Gli affetti emotivi possono essere considerati, più concretamente, come schemi neurodinamici che
emergono all’interno della CMS per poi esprimersi sull’attrazione del funzionamento dell’intero organismo che viene guidato verso specifici “bacini” di attivazione neuronale.

Jung considerava gli affetti come forze di campo potentissime che polarizzano lessere umano verso
determinati modelli o rappresentazioni psichiche, poiché è attraverso di essi che ogni soggetto
diviene compartecipe della vita, arrivando a sentire profondamente tutto il peso della realtà.

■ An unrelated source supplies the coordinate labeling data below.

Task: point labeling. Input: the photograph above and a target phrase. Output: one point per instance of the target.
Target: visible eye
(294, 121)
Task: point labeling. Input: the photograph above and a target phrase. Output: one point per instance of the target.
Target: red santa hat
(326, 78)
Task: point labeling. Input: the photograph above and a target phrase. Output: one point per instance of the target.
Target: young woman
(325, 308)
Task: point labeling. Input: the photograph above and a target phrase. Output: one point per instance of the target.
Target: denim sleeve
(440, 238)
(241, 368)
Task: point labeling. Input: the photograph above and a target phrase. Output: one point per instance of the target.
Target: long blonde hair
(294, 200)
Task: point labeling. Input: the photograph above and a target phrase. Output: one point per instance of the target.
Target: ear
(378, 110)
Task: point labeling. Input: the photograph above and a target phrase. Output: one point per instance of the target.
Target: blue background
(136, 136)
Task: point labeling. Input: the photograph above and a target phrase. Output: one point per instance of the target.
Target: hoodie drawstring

Essi
agiscono come vettori che integrano le risposte fisiologiche che, a loro volta, orientano l’insieme
di attività comportamentali e mentali verso direzioni specifiche o nuclei di significato in base a tonalità emotive differenti.

Tutto ciò apre un nuovo scenario di significato utile per comprendere la potenza del nostro universo
emotivo. Gli affetti sono forme transpersonali di esperienza che pervadono un campo soggettivo
primordiale, che non sempre diviene autocosciente, poiché vive all’interno di un continuum
energetico di organismo/ambiente indifferenziato. Essi divengono il ponte tra mente collettiva ed
individuale, tra l’eredità istintiva della specie e le esperienze personali accumulate nel corso
della vita individuale ed esercitano una forte modulazione su ogni forma di apprendimento e memoria,
fornendo una base essenziale per la formazione di tutte le successive funzioni psicologiche di ordine superiore che rendono le menti umane uniche ed irripetibili.